As none of us were very happy with the final outcome of our book we decided to go back and revisit the layout. After more research we found a book called ‘Cutting Edges’ which helped inspire our new design. We also made a mini prototype which we hadn’t done for the first book and found it made it much easier to judge how the finished piece would look rather than just looking at the InDesign screen.





Workshops As well as set tasks, you will be expected to sign up to at least three workshops of your choice, organised by Graphic Design, Fine Art, Illustration and Visual Communication.


Risograph The aim of this workshop was to teach basic skills needed to design artwork for Risograph printing. We were asked to design a print based on a word picked at random and limited to using only 2 colours in our artwork, which were also randomly assigned. My word was Elephant and the colours were purple and green.

The artwork had to be seperated into individual colour layers as the risograph printer only prints one colour at a time. I used opposing gradients on the elephants body to make it look like it was fading from green to purple. The purple layer was printed first followed by the green layer which created this amazing blend of two colours.

Colour is one of the most prominent indictors in visual language and each colour comes with its own set of connotations. The exercise was to build ours skills in working effectively with a restrictive palette.



Japanese Bookbinding This technique of book binding is ideal for creating quick and easy journals that are aesthetically pleasing. The workshop allowed me to understand the history of the Japanese bookbinding and the techniques used. It is created by stacking pages and then drilling hole at the edge where you would like the book to be bound. Traditionally the pages would be punched with a bookbinding needle. However in this workshop

we used a automatic drill to punch the holes. We then covered a piece of thread with wax to prevent it fraying which also enabled us to thread it through the holes we had just made. You then follow the method to ensure it is done correctly, making sure to go over the ends. Overall I found the process of creating my own book quite rewarding and feel I can use this skill in the future to make future sketchbooks or journals.

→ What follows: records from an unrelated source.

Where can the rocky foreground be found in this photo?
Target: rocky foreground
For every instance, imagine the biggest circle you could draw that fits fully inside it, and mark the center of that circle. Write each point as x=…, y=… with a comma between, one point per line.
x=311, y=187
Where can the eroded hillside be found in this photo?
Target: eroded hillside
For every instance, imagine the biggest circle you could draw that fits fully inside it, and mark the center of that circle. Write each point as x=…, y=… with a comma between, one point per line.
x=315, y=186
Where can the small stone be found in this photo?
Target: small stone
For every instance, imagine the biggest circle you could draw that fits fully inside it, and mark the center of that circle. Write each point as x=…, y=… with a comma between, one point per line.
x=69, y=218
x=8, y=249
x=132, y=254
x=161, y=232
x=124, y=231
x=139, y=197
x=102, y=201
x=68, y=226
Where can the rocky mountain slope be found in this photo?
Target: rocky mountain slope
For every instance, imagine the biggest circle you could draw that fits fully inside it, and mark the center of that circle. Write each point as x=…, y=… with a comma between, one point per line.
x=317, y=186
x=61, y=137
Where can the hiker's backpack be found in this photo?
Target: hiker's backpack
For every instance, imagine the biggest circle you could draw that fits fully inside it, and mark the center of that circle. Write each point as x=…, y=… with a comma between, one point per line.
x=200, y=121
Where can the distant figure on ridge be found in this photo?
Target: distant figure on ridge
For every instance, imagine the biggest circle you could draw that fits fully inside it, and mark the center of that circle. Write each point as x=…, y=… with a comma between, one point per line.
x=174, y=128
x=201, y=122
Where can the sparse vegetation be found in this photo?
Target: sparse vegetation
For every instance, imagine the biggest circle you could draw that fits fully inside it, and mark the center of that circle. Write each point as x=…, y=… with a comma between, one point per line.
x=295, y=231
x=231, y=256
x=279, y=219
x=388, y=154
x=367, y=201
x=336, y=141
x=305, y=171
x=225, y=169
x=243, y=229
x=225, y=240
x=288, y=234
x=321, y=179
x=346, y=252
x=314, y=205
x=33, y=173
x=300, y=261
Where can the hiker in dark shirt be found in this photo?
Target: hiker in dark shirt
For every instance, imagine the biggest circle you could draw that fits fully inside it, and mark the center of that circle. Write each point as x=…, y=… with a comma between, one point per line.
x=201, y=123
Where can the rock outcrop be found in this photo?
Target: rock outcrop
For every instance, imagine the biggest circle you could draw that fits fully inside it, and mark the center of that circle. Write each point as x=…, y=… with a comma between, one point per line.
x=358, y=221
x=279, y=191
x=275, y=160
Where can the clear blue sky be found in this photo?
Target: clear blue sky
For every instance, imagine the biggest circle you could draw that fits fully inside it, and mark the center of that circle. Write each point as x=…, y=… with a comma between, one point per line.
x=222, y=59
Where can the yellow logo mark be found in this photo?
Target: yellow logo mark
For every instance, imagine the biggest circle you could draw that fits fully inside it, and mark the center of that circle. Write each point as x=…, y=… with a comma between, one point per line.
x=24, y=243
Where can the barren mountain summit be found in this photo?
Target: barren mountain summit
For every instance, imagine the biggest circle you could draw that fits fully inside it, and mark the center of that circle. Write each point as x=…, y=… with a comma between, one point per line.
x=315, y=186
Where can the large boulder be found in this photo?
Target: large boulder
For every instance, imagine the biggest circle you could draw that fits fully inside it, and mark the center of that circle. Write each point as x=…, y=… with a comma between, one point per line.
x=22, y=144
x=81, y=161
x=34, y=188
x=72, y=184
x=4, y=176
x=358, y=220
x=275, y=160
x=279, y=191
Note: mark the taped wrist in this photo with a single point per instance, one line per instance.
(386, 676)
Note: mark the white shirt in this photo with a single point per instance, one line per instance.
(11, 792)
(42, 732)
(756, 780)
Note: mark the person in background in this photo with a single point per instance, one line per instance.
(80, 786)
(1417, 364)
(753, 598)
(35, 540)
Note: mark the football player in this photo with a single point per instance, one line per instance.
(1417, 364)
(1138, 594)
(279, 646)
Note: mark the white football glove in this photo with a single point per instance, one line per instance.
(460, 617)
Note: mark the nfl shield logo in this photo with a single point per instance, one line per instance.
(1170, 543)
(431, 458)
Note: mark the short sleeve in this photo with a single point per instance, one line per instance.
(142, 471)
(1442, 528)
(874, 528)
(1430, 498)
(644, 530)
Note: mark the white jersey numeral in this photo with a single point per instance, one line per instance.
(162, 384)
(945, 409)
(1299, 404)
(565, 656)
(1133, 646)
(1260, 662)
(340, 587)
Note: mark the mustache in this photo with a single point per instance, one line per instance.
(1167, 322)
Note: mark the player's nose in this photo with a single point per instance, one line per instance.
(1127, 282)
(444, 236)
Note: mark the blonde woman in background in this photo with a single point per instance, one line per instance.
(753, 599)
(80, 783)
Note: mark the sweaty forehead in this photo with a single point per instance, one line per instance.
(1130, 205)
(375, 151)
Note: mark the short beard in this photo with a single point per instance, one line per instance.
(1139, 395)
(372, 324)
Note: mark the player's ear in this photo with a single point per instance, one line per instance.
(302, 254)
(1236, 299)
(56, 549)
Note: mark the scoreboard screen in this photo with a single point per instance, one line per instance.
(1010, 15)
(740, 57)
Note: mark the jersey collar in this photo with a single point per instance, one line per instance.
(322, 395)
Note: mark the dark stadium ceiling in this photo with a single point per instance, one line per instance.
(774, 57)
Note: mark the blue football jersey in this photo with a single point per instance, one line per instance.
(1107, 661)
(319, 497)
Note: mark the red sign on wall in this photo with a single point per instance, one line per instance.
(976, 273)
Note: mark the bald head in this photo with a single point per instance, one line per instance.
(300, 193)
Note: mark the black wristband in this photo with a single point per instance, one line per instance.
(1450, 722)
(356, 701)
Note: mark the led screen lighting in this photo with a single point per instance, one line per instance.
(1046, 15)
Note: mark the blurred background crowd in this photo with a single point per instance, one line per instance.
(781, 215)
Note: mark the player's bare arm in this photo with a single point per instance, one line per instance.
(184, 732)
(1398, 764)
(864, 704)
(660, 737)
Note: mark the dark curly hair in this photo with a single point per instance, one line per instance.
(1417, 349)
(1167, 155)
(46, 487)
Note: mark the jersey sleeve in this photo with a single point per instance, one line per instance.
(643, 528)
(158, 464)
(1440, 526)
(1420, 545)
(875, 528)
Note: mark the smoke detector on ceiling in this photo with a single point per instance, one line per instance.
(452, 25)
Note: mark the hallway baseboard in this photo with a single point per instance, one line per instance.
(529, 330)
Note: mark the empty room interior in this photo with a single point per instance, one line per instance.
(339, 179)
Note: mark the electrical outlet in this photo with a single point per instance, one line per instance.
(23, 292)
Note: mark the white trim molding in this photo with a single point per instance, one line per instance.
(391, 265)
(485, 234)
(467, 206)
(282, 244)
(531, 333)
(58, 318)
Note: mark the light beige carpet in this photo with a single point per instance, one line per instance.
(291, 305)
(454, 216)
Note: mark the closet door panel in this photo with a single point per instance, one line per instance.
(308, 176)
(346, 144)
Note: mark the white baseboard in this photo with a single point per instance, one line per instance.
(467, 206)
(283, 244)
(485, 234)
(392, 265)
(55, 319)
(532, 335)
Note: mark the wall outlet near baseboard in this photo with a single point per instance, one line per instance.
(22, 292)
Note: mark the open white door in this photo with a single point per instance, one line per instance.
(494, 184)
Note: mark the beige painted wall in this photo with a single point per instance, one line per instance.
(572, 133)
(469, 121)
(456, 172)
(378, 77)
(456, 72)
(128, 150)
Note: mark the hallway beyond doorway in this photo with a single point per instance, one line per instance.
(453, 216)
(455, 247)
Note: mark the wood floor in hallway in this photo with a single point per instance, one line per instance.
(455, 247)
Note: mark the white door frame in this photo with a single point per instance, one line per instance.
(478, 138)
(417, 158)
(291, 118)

Screen Printing Screen printing is the method of passing ink through a mesh which is attached to a frame. The design is exposed onto the mesh and acts as a barrier that is not permeable. A squeegee is then used to squeeze the paint through

the mesh and onto the paper below. You can get quite creative with screen printing and can build up different layers of colour creating a very intricate piece of disign. I enjoyed experimenting on the gardient you can see below.



L e c t u re s As well as signing up to workshops, you will be expected to attend at least three lectures of your choice, organised by Graphic Design, Fine Art, Illustration and Visual Communication.


Propaganda: The Power of Persuasion 27/01/14 The lecture discussed key issues such as the power of persuasion, and manipulation and how these are accomplished. The examples including the power and boldness of visuals, the session mentioned key figures such as Noam Chomsky who has proved to be one of the most influencing people of the centry. The session also questions the role of modern social media in everyday situations.


Notion of Taste, Aesthetic Judgement and Consumer Culture 20/01/14 This session explores our relationship with objects and how we give value and respond to ‘things’, how out consumption and judgement varies year on year, how do these relate to consumer culture? Are we living in a demanding society? The session considered the notion of style, luxury in relation to mass produced products that we instantly demote in out ‘standards’.


Digital Materiality 27/01/14 In this lecture we explored the history, development and pervasiveness of the digital today. The focus is on the materiality of the digital as we attempt to dispel the myth of virtuality and disembodiment. How might much notions be unhelpful in discussions of digital practice?